Re: [Bar: Jack & Patrick]
[Jack predictably, followed the tumble of electronic over polished bar. He didn't look with any real intention. He had come to the bar because he didn't want to know rather more than he wanted to know anything more but he did follow where it rested, and he ignored his own, wedged into his pocket. There wasn't any sense of immediacy about Jack in that bar. The whiskey, perhaps but that was expediency rather than urgent.
He thought about it. About having been in deep discussion about this very man - boy? Masculinity was a complicated beast and so was adulthood. The transition between youth and man was a faff to try to parse in a bar that liked to play Johnny Cash loudly enough to deter coherent thought, but Jack thought Patrick young, and achingly American with his 'bro'.]

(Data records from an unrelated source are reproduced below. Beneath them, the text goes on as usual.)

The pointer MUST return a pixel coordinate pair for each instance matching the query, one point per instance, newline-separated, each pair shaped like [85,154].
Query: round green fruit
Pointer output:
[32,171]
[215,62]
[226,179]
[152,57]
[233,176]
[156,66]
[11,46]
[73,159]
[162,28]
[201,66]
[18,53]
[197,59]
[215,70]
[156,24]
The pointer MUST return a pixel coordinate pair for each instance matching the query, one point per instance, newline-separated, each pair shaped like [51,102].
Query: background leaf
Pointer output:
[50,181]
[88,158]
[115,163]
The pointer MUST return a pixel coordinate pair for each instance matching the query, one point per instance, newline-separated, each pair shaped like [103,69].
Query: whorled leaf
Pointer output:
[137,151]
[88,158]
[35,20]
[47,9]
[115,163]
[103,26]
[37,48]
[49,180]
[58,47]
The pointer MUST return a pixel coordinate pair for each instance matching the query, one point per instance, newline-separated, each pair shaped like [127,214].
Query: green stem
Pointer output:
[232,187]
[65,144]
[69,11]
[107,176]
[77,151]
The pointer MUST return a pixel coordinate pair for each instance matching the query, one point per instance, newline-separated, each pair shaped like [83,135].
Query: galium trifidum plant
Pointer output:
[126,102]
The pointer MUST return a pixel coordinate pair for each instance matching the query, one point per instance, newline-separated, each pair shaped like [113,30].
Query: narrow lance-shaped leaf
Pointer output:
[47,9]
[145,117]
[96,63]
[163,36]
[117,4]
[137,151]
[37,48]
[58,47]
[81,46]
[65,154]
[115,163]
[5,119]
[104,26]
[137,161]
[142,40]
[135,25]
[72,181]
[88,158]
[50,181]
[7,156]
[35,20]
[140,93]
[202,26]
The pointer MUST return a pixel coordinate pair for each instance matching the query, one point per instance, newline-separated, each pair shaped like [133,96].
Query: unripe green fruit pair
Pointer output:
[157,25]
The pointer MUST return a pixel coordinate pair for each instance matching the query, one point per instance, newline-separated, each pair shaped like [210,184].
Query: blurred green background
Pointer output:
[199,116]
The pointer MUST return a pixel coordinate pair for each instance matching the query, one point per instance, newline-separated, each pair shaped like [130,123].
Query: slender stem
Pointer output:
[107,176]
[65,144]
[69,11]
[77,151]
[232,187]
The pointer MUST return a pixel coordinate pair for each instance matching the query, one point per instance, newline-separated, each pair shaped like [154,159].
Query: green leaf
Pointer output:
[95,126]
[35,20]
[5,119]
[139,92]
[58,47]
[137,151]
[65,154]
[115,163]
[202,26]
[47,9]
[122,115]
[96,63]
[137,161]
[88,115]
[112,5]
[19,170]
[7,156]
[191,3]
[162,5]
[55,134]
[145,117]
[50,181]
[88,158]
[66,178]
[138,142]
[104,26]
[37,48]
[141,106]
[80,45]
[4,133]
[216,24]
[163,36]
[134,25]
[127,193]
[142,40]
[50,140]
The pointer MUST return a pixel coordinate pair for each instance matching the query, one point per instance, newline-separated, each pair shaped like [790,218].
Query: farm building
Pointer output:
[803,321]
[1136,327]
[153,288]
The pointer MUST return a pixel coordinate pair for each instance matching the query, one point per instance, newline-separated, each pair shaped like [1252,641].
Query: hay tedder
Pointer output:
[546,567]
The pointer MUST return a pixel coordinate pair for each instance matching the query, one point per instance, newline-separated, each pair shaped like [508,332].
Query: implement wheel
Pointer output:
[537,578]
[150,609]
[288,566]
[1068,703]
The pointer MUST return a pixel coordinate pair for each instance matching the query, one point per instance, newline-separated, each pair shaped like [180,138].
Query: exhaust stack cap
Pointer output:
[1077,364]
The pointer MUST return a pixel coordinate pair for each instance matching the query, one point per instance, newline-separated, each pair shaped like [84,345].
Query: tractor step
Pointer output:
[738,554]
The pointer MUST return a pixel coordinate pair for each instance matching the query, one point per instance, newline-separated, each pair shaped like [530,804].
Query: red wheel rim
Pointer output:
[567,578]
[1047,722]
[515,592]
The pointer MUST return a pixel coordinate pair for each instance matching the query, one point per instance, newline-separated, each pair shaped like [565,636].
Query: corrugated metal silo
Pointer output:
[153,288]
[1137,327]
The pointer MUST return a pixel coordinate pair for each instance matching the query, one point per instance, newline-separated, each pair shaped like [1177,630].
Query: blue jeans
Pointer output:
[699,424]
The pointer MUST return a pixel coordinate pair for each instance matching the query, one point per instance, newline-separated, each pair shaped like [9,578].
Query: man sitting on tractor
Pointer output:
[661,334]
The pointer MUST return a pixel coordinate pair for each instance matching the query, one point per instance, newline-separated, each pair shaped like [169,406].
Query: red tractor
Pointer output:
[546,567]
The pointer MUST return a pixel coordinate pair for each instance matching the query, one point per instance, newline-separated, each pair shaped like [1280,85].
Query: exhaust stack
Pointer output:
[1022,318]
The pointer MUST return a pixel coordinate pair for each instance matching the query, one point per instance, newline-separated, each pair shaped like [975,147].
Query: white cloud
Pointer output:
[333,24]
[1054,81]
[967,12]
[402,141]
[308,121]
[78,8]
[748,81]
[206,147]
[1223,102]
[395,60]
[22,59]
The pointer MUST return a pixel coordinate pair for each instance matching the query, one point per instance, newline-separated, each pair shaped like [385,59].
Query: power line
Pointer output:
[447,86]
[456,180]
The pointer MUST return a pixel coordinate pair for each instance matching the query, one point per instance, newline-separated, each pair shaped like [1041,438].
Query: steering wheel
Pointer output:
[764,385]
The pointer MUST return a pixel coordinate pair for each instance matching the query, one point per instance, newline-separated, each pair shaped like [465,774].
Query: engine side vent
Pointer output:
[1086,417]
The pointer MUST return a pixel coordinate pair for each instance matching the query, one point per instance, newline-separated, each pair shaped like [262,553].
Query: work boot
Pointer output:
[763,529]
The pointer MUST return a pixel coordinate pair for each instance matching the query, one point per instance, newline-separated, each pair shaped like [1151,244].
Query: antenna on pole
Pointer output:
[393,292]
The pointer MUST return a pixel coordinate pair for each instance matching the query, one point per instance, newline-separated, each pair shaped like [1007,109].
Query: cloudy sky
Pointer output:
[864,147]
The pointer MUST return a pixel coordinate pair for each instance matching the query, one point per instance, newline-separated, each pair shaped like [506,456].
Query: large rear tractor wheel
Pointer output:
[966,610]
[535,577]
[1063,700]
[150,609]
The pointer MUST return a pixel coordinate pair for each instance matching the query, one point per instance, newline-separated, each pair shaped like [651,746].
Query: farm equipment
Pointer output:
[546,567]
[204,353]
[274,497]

The problem with living here permanently, I should think. You acquire people who think they're entitled to comment on what and where and when you drink. Rough night, was it? [No, Jack did not think family gatherings were in the immediate offing. He had never met Patrick's brother, Adrian when he had been in his own right -- body, if not in mind. He recalled him now.]
There's only so many bars, and I prefer- [Jack's voice faded. Actually, what he'd been about to say was he preferred not to look at tits as he drank, but that seemed rather too on the nose. And then Patrick referred to Dahlia and Jack laughed, through comingled confusion, remembrance and christ, a little irony.]
No, and no. Dahlia doesn't drive me to drink, I've not been on the wagon reliably in months and I had an evening I've spent too much time thinking and talking about.